In their response to the State of the Union, Senators Marco Rubio and Rand Paul supported a Balanced Budget Amendment. Senator Paul:
To begin with, we absolutely must pass a Balanced Budget Amendment to the Constitution!
The amendment must include strict tax and spending limitations.
And Senator Rubio:
The real cause of our debt is that our government has been spending 1 trillion dollars more than it takes in every year. That’s why we need a balanced budget amendment.
Rubio doesn’t specifically mention the spending limitation that Paul mentions, but in a separate press release he endorses S. J. Res. 7, a Balanced Budget Amendment (BBA) that has been authored by Senator John Cornyn. While the text of S. J. Res. 7 is not yet posted, I believe it is the same as S. J. Res. 10 that Orrin Hatch sponsored in 2011. At any rate it is much more than a BBA. It combines a requirement for a balanced budget with an expenditure limit of 18% spending-to-GDP, not including spending used to pay off debt principal. (Interest payments, it would appear, count towards the 18%.) The Congress could waive the provisions with a 2/3rds vote in each body, and they would be automatically waived in the case of a declaration of war “against a nation-state.” In other defense emergencies, a three-fifths vote would be required.
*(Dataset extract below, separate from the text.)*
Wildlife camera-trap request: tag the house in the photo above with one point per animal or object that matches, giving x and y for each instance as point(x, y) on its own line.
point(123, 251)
A 3/5ths vote of each body would also be required to increase the debt ceiling.
Several economists have pointed out that the spending limit is problematic for both being too low and for using a faulty denominator. Alan Viard at AEI has a readable piece explaining the problem. The denominator uses GDP for 2011 to cap spending for FY 2012-13, which begins 9 months after the end of 2012 and ends 21 months afterward.
I believe those of us who believe government spends too much and does too much are better served by referring to this not as a BBA but as an expenditure limitation amendment. If all you wanted was a BBA it is little more than a quibble whether the proper limit should be 18% versus 20% and whether the denominator is last year’s GDP or a forecast of this year’s. My colleagues in the economics profession can find the number, and I do not think supporters should get hung up on that. The goal is to “shackle the spenders“; the tightness of the shackles is secondary.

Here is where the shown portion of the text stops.